🤖 AI Summary
This work investigates whether large language models (LLMs) still suffer from test overfitting in automated program repair—i.e., generating patches that pass visible (training) tests but fail on unseen, hidden tests. We conduct the first systematic evaluation of LLMs’ generalization capability at the repository level using the SWE-bench benchmark, introducing a controlled visible/hidden test split framework to quantitatively measure overfitting severity. Our experiments reveal that, despite substantial improvements in overall repair accuracy, test overfitting remains pervasive: for several models and tasks, pass rates on hidden tests drop by over 40% relative to visible tests.
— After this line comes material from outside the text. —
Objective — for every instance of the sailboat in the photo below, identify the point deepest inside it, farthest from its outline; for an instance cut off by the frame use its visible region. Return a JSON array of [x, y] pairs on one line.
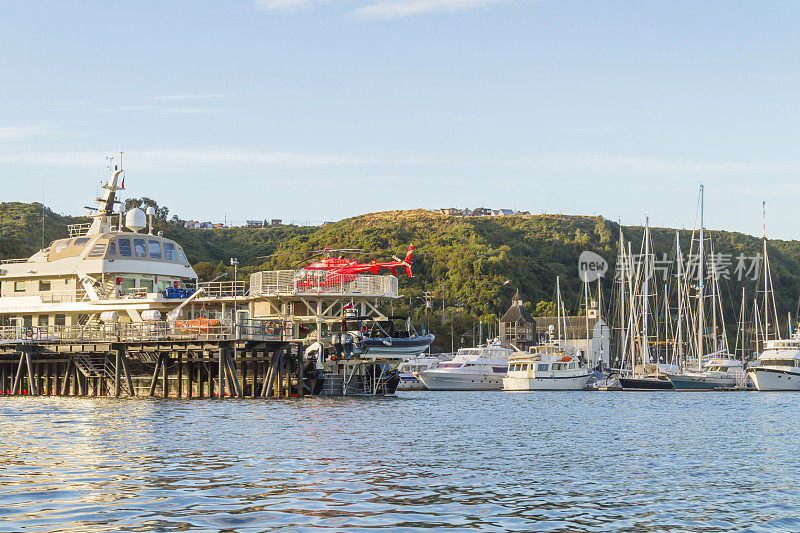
[[778, 366], [718, 369], [647, 375]]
These findings expose a critical generalization deficiency in current LLM-based repair approaches. Moreover, we establish a reproducible, empirically grounded evaluation paradigm—comprising standardized test partitioning, rigorous metrics, and benchmarked baselines—to guide future efforts toward more robust and trustworthy automated repair systems.
📝 Abstract
Automated program repair has been shown to be susceptible to generating repaired code that passes on seen tests but fails on a hold-out set of hidden tests. This problem, dubbed test overfitting, has been identified and studied before the rise of large language models. We experimentally study how much test overfitting is still a problem today, using repository-level SWE-bench tasks.